So far I’m really impressed with my new allergy doc. He’s taking the bull by the horns, so to speak, and baselining everything. A couple weeks ago I had the giant-grid scratch test on my back, and this morning they followed up with subcutaneous testing on my forearms. The injection sites responded as expected. I had a lot of +4 with the hives measuring up to 20mm x 20mm. This time the nurse even put tourniquets on my arms after about 10 minutes to slow down the reaction. What was really impressive to me was how they contained the hives afterward. They rubbed my arms down with alcohol, sprayed them with liquid benadryl, and then gave me zyrtec. Other times with other doctors I’ve been sent out the door and told to take some benadryl if needed.

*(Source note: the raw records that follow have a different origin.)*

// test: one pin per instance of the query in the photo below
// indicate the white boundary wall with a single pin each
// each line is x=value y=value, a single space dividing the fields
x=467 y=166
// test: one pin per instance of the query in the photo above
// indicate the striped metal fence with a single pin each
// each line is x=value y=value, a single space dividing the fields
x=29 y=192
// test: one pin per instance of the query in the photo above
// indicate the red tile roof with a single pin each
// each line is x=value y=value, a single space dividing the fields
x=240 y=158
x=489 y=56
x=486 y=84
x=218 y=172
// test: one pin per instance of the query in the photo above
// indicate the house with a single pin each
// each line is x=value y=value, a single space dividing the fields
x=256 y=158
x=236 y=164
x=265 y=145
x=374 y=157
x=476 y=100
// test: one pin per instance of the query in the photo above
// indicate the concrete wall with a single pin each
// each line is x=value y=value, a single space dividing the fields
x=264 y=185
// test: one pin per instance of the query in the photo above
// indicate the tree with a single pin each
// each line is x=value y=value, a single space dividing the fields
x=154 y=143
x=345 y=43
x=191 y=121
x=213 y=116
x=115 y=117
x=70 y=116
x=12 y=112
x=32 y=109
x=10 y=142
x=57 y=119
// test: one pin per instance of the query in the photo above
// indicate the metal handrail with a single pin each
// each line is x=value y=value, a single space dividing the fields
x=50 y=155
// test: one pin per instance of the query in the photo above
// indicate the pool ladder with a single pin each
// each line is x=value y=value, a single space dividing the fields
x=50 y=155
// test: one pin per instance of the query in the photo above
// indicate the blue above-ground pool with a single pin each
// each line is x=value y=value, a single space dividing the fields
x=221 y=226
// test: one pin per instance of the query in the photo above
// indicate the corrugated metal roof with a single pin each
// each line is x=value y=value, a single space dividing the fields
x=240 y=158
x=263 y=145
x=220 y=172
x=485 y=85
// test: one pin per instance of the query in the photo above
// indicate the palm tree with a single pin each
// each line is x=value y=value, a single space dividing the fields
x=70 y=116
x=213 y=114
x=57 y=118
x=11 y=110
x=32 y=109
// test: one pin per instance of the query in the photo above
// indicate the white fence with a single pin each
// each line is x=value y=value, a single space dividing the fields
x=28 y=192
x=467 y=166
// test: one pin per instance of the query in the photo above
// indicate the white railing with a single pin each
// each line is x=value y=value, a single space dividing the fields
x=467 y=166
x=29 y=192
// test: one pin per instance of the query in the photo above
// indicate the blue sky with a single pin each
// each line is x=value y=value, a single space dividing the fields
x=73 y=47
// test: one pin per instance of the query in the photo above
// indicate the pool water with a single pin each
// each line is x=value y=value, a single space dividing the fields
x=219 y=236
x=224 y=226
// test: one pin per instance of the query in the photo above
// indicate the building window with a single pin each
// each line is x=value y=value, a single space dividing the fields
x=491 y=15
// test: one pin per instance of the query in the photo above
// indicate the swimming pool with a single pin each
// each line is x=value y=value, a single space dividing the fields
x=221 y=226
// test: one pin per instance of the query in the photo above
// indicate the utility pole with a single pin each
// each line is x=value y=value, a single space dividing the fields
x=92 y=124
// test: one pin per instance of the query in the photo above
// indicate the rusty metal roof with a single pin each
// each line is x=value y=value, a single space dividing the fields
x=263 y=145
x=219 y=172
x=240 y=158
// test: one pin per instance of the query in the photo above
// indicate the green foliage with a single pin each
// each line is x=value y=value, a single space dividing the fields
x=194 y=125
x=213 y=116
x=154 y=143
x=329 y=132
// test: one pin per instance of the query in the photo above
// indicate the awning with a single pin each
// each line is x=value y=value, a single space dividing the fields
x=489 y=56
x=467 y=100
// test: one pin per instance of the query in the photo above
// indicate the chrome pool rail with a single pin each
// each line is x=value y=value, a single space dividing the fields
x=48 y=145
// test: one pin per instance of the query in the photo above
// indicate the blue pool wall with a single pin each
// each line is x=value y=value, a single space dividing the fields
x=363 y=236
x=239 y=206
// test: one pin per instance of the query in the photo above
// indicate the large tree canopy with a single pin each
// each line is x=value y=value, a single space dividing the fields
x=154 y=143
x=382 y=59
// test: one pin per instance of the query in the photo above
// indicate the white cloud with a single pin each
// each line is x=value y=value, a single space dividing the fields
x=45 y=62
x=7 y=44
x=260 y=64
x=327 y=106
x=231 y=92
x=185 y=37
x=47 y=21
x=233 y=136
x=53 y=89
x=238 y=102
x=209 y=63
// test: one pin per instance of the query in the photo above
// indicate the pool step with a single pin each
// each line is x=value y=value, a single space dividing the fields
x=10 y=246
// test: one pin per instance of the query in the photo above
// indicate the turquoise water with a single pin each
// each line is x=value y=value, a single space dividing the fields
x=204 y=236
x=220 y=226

Next up I have a methacholine challenge. This will be my fourth one; the difference is I’ll be off allergy meds for a while. Usually they are adamant about stopping short-term and long-acting respiratory medications, but don’t mention anti-histamines. I’ve had both positive and negative results in the past, and medications I was taking probably had something to do with that.
Last summer/fall one of my pulmonologists decided I probably don’t have asthma based off a methacholine challenge, but not all the docs have been in agreement on the diagnosis. While tracking peakflow numbers, I’m going to start using Dulera again after the challenge and see what my numbers do over the course of a month. All the tests and what-have-you aren’t the most fun, but if we can prevent another “classic summer” filled with ER trips and being admitted to the hospital, it’s definitely worth the trouble.